Mr. Devlin of the MFT says other issues should be addressed. The problem with teachers, he says, is the ''quality of recruits.'' Because teachers' pay is traditionally so low, he says, it's hard to attract qualified teachers.

Devlin says that people entering the profession ought to be tested. They should not be allowed to teach, he says, if they can't pass a ''filter'' test.

But Devlin refuses to impose the same requirement on teachers already in the system. A process of remediation should begin now, but shouldn't be retroactive, he says. As if to back up his point, he adds, ''We don't go out and test the students we've recently graduated.'' Why then, he asks, test the teachers already teaching?

Yet there is that need. The number of school-age children is declining rapidly, and will continue to do so through the end of the century. There will be less need for new teachers. Are we simply to sit out the next 35 years - until current teachers retire - before youngsters can get a better-quality education?

At the same time, a change in the structure of the teaching profession should be implemented fairly. Methods of evaluation, working conditions, and pay scales deserve attention, and in many cases should be improved.

Devlin speaks of current performance-evaluation forms that include such phrases as ''copes well.'' Teacher evaluation needs to be standardized. Measurements of a teacher's performance should be done fairly and objectively, not subjectively.

Teachers also need to be paid adequately. Joseph Cronin, president of the Massachusetts Higher Education Assistance Corporation, says, ''We need to pay for talent. We are in danger of getting exactly what we pay for.''

Ellen Guiney, director of Boston's City-Wide Education Coalition, says a reasonable salary depends on a person's perspective. In Boston, she says, teachers' pay averages $27,000 a year. For many, she says, that is a reasonable amount for 10 months' work, with good vacations.

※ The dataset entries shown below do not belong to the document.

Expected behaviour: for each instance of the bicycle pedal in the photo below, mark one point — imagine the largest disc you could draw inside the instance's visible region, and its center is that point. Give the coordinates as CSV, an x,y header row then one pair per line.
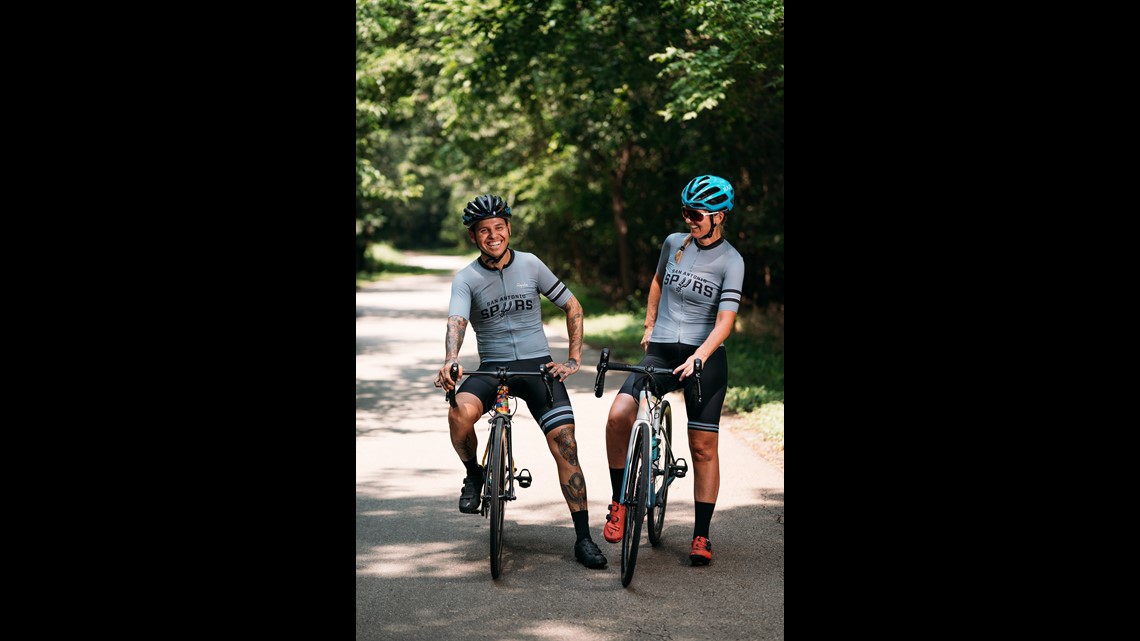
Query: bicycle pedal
x,y
680,468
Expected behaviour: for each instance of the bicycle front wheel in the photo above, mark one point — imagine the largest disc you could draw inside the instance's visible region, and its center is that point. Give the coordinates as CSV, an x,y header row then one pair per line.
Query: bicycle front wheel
x,y
636,488
496,492
660,470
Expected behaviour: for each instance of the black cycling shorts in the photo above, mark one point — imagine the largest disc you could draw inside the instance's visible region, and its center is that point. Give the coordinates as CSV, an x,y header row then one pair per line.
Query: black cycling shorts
x,y
530,389
706,414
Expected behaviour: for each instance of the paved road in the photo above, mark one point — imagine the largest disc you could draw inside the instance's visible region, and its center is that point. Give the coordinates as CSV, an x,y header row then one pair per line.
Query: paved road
x,y
422,567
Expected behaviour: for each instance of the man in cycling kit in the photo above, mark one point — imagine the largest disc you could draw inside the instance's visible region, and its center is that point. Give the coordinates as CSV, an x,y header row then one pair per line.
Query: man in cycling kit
x,y
693,301
498,293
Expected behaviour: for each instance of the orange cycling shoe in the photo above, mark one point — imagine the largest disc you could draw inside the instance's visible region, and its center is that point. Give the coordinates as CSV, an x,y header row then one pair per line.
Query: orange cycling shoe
x,y
701,552
615,522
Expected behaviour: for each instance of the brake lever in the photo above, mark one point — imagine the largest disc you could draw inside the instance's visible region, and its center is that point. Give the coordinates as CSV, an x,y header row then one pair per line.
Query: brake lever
x,y
603,364
550,384
697,374
450,392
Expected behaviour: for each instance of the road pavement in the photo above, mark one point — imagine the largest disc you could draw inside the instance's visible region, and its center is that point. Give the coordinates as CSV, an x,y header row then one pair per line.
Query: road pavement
x,y
422,566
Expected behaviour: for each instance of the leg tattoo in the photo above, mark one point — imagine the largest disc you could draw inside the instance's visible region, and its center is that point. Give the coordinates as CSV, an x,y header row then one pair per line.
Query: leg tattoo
x,y
567,445
575,491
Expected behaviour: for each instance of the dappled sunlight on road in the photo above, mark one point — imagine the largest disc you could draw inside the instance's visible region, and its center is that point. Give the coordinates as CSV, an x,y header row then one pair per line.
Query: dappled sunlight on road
x,y
559,631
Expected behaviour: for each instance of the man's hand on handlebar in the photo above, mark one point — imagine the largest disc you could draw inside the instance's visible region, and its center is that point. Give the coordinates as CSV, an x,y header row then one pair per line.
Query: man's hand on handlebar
x,y
686,368
444,376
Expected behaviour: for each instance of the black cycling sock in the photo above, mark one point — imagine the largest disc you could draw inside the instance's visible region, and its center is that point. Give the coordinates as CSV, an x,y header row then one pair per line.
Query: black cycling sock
x,y
580,524
616,483
474,470
703,517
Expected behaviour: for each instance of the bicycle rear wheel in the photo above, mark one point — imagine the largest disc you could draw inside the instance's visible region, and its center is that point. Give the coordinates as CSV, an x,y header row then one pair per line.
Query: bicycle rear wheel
x,y
496,492
636,487
660,479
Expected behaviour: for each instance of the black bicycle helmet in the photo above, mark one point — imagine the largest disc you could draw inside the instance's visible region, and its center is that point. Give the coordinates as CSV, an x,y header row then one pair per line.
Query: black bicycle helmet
x,y
488,205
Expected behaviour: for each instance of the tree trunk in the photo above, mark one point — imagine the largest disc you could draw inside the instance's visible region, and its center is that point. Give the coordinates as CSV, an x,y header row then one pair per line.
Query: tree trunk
x,y
619,220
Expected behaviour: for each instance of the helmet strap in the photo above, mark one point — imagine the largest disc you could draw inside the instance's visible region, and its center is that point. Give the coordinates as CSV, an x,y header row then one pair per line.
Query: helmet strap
x,y
494,259
711,228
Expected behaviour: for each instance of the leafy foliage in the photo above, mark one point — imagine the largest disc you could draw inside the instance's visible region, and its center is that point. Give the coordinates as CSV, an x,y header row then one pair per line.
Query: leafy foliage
x,y
586,116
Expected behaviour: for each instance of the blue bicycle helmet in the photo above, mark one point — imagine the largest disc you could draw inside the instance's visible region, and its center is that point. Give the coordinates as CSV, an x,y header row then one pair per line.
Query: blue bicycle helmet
x,y
488,205
709,193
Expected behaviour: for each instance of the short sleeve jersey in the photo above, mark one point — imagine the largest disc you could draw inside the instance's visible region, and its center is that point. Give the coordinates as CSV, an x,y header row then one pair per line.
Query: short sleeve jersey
x,y
502,306
707,281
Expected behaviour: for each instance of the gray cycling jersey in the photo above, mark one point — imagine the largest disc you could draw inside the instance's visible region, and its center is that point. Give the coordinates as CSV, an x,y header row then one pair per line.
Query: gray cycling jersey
x,y
707,281
502,306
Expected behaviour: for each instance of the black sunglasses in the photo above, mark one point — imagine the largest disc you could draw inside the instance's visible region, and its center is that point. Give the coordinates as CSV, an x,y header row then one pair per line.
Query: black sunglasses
x,y
693,214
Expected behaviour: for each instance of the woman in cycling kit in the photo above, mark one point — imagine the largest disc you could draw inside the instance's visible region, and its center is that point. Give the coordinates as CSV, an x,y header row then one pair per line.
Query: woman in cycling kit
x,y
499,294
692,306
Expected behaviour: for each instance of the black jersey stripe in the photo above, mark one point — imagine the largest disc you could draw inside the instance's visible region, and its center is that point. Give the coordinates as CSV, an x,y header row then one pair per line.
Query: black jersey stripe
x,y
561,289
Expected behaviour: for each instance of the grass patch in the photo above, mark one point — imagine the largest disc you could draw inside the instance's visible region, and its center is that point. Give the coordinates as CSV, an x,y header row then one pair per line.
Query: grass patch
x,y
385,261
766,420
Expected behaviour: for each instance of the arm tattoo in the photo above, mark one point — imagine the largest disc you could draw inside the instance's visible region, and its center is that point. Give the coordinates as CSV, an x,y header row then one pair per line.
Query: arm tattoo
x,y
575,330
575,491
456,329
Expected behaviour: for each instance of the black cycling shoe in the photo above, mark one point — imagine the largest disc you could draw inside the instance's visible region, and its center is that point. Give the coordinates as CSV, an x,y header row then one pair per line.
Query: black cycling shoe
x,y
470,495
588,554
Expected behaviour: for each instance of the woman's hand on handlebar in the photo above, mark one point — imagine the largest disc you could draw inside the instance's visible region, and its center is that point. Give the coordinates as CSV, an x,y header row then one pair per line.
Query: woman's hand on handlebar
x,y
561,371
444,376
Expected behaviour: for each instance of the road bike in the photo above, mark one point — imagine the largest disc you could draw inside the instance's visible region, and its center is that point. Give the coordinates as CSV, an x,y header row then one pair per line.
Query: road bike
x,y
499,471
650,464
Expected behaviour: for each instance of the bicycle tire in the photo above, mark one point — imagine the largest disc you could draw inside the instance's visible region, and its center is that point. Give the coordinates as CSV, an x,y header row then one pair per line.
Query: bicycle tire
x,y
636,488
496,489
660,471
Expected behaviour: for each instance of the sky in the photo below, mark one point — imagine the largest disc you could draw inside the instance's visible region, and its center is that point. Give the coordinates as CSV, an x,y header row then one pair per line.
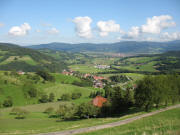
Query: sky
x,y
28,22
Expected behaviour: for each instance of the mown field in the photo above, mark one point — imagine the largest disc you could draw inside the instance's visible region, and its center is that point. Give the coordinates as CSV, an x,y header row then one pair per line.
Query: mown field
x,y
38,122
164,123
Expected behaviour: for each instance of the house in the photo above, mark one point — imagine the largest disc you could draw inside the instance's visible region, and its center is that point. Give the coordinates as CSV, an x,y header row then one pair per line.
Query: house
x,y
98,84
98,77
98,101
86,75
21,72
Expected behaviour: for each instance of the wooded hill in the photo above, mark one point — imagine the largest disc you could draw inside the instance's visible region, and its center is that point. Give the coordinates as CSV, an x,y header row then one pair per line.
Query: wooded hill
x,y
14,57
132,47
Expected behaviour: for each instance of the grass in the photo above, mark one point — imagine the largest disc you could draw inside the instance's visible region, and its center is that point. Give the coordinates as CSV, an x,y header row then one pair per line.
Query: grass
x,y
164,123
25,58
38,122
84,68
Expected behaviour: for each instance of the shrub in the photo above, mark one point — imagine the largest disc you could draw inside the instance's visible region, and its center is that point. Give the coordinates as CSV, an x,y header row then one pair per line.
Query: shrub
x,y
76,95
51,97
44,98
87,110
8,102
21,114
49,111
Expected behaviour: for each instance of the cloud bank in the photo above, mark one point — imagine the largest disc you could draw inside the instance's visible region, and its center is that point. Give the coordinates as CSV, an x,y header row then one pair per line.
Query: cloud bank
x,y
20,30
82,26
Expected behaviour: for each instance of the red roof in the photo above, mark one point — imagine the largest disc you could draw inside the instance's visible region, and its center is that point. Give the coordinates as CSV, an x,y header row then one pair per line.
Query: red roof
x,y
98,78
98,101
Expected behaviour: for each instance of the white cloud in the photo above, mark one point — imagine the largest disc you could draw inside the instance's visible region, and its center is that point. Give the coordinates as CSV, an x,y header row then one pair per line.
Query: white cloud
x,y
133,33
1,24
107,26
167,36
38,30
83,28
53,31
20,30
156,24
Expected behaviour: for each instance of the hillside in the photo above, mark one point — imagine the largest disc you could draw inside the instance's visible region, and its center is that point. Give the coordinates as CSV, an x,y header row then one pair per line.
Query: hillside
x,y
132,47
165,62
14,57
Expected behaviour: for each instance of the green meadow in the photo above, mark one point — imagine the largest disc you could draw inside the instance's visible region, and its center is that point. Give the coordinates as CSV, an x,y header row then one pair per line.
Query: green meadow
x,y
164,123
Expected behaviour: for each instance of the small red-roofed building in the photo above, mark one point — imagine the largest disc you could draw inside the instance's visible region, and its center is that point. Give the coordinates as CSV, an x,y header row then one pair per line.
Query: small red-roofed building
x,y
98,101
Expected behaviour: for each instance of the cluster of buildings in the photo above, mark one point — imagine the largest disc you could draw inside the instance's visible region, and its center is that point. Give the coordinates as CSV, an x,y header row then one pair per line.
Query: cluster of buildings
x,y
102,66
97,80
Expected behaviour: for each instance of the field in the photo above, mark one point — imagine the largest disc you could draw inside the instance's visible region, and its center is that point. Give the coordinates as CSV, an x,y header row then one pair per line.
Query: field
x,y
15,87
38,122
164,123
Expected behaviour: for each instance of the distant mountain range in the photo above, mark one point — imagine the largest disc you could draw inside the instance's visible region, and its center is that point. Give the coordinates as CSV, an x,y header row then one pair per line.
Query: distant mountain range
x,y
14,57
132,47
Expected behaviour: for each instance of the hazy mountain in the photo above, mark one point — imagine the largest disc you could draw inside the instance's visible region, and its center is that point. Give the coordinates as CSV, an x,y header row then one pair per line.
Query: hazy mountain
x,y
14,57
119,47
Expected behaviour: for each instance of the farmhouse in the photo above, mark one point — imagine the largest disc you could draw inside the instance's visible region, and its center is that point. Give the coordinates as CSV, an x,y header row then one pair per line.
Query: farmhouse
x,y
98,101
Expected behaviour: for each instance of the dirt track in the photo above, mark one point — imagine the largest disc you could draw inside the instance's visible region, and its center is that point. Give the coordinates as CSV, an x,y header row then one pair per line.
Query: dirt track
x,y
109,125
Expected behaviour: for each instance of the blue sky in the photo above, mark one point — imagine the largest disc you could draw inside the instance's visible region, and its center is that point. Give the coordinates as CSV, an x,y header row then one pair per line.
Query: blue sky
x,y
27,22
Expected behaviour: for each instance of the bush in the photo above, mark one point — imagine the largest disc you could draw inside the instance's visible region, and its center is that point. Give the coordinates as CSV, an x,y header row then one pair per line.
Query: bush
x,y
76,95
87,110
49,111
66,97
21,114
32,92
46,76
14,111
51,97
66,111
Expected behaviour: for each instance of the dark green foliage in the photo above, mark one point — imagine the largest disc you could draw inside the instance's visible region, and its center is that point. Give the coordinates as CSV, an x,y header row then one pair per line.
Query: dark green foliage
x,y
49,111
87,110
32,92
44,98
108,91
42,61
66,97
96,93
21,114
8,102
51,97
157,90
66,111
76,95
45,75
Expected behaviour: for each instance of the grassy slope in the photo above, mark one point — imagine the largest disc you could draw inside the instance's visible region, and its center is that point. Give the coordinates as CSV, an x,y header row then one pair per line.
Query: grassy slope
x,y
166,123
38,122
14,88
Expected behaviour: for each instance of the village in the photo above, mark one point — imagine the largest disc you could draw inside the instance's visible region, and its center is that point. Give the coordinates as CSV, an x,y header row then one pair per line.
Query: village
x,y
97,80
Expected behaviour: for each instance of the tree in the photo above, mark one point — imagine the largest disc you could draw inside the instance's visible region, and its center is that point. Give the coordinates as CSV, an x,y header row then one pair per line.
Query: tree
x,y
44,98
49,111
108,91
76,95
66,97
8,102
87,110
46,76
51,97
32,92
66,111
118,101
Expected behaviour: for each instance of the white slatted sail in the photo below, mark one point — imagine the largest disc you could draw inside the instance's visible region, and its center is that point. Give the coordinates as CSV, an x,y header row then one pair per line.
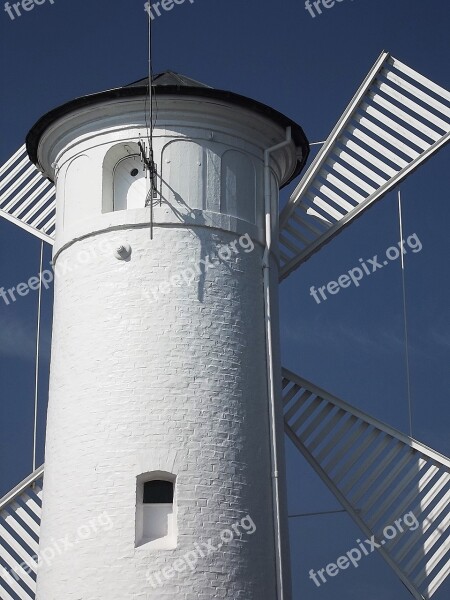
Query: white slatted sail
x,y
379,475
20,518
26,197
396,121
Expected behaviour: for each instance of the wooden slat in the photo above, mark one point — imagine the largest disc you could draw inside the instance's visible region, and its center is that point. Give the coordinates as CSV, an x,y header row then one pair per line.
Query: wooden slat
x,y
427,83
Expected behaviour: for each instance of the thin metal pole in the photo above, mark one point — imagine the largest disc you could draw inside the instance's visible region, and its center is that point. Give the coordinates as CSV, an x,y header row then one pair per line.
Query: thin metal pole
x,y
405,315
38,338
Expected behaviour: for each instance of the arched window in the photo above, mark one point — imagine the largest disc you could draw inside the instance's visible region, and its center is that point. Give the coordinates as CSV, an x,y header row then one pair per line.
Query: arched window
x,y
129,184
124,182
155,511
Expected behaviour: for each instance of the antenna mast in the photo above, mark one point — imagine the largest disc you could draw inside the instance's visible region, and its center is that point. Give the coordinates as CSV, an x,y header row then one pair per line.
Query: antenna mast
x,y
148,159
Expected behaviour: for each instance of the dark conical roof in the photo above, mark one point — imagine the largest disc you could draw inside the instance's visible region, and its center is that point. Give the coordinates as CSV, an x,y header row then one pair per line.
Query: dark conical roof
x,y
169,78
163,84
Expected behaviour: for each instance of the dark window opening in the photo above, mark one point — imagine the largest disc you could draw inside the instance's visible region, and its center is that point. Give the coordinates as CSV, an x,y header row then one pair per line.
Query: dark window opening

Given circumstances such as the budget-cutting Proposition 21/2 and declining student enrollment, teachers feel they need union protection, Ms. Guiney says. But, she adds, school administrators must be willing to understand and support the needs of teachers.

If the teachers unions have the interest in education they profess, they will leave off promoting education outside the classroom and work toward improving education on the inside. They can and should communicate the reasonable needs of the teachers. But instead of taking short-sighted views on pay and job protection, they need to widen their perspective. They should participate openly with other concerned groups to adopt long-range educational solutions.